E Lourenço?... Lourenço de Médicis, o senhor de Florença, que fazia ele enquanto me procuravam para me matar, enquanto pilhavam a minha casa... enquanto massacravam, sem dúvida, a minha velha Léonarde? Onde estava ele, o Magnífico, o Todo-Poderoso? No seu jardim da Badia, ou de Careggi? A ver florir os loureiros e compondo versos de louvor à beleza? Ou ainda a ler algum livro raro? O meu pai tinha alguns admiráveis... mas talvez ele os tenha levado para a sua própria biblioteca?

A jovem gritava, parecendo uma daquelas carpideiras antigas, ao mesmo tempo que umas lágrimas amargas lhe corriam dos olhos... Vivamente, Pippa fechou-lhe a boca com a sua grande mão:

Cala-te! Queres que nos enforquem? Há gente nesta casa. As raparigas estão a trabalhar e os clientes a chegar.

Que tens tu a temer? perguntou-lhe Fiora com amargura. Eu acabo de te dizer que os Médícis não são tão poderosos como isso...

De qualquer maneira, têm espiões por toda a parte.

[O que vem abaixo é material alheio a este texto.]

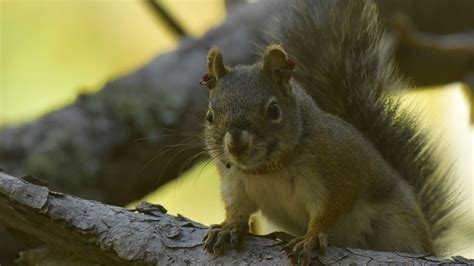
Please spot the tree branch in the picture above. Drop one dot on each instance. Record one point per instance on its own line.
(78, 230)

É graças a isso que são os mais fortes, a isso e ao ouro! Não têm o sangue mais azul do qu’eu e ele sabe-o bem, esse Lourenço, que casou c’uma princesa romena p’ra arranjar semente de príncipe. Vamos, acalma-te! Se te dá prazer, eu compreendo-te. Custa a engolir.

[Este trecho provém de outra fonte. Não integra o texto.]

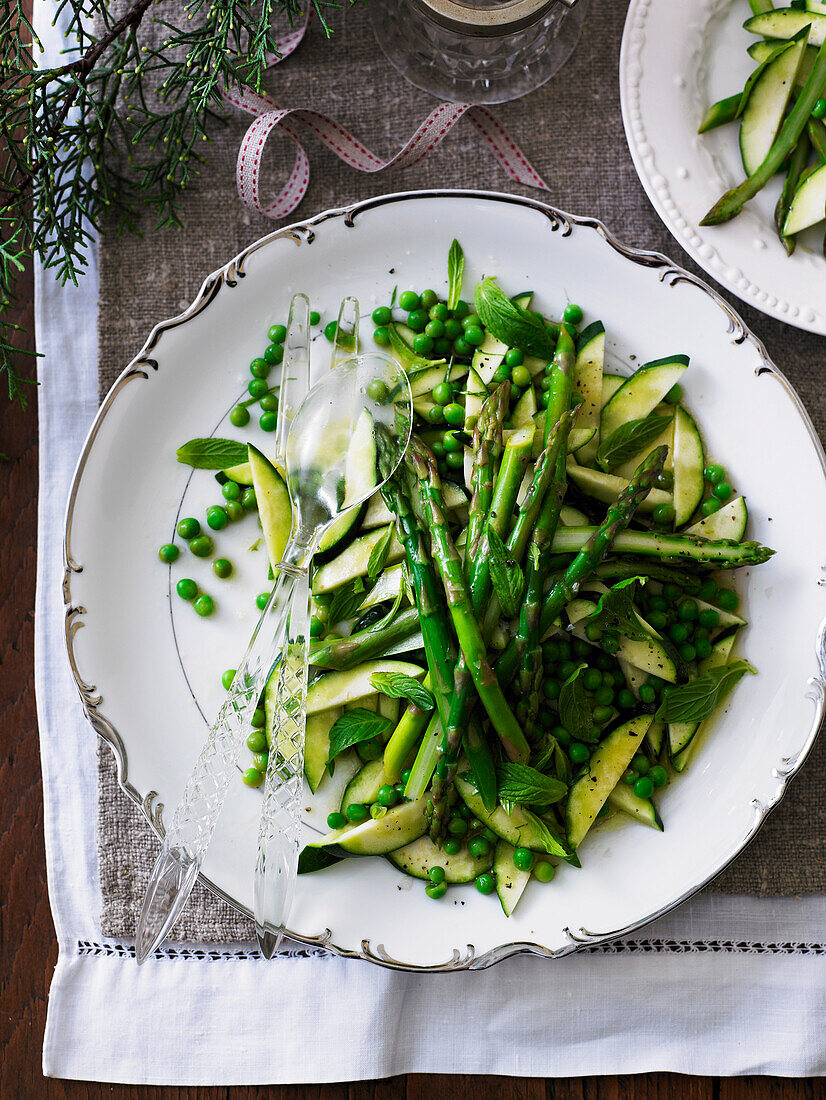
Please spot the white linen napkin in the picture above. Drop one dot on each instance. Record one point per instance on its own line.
(724, 986)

É o mínimo que se pode dizer.

D’acordo, mas tu- ainda na perdeste tudo. Resta-t’esse palminho de cara... e o corpo. Quando eu t’ensinar a servires-te dele, verás que podes fazer grandes coisas com ele. Em Roma farás uma fortuna e talvez consigas, um dia, vingar-te. Por agora, deita-t’e dorme! Quant’a esta...

Que lhe vais fazer? exclamou Fiora já na defensiva e rodeando Khatoun com os braços.

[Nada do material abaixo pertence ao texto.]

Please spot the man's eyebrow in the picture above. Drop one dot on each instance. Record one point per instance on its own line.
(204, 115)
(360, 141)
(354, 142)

Estava a pensar em matá-la, porque só os mortos é que na falam, mas talvez tenha outra coisa melhor p’ra ela...

O quê?

P’ra já, vou-lhe tirar esses lenços todos p’ra ver o qu’está por baixo! Uma escrava tártara custa caro. Ela sabe fazer o quê?

Cantar, dançar e tocar alaúde... Mas, proíbo-te que a ponhas no mercado de escravos. Ela é minha e tenho muita afeição por ela. Se nos separares, não conseguirás nada de mim. Hei-de conseguir matar-me!

Sem responder, mas com um suspiro cansado, Pippa mandou Khatoun levantar-se e começou a despi-la. Parecia um grande macaco ruivo em vias de descascar uma noz fresca. Demasiado fatigada para perceber, Khatoun deixou-se ir, mas as suas pernas vacilaram e os seus olhos fecharam-se, a despeito dos esforços que fazia para os manter abertos. Sem que ela parecesse aperceber-se, o Mulherão submeteu-a ao mesmo exame que fizera antes a Fiora. Esta esperou impacientemente que ela terminasse, mas, subitamente, sobressaltou-se, não acreditando no que os seus olhos viam e os ouvidos ouviam: sob as mãos de Pippa, que deslizavam docemente pelo seu corpo, Khatoun gemia e torcia-se, agora bem acordada a despeito de os seus olhos, meio transtornados, se fecharem. A garota ronronava como uma gata sob aquilo que se podia chamar carícias. E, subitamente, deixou-se cair de joelhos afastados e as mãos agarradas aos seios, enquanto os dedos de Pippa procuravam a sua intimidade. O jovem corpo de marfim distendeu-se como um arco, ofegando como um animal ávido, caiu com um grito e contorceu-se num longo espasmo... Pippa, que se ajoelhara, levantou-se, como se o que acabava de acontecer fosse a coisa mais natural do mundo.

A mulher lançou a Fiora, espantada, um olhar malicioso:

Deve saber mais do que dançar e tocar alaúde, esta pequena! Nunca fizeste amor com ela?

Tu és louca? exclamou Fiora, indignada. O amor só se faz com um homem... e com um homem que se ama!

Bem, ainda tens muita coisa p’raprender! Podemos prestar grandes serviços entre mulheres, serviços bem agradáveis, que fazem esquecer a brutalidade dos homens. São raros aqueles que sabem dar prazer. A maior parte comporta-se como soldados numa cidade conquistada. Ao passo que outra mulher... Queres que te mostre?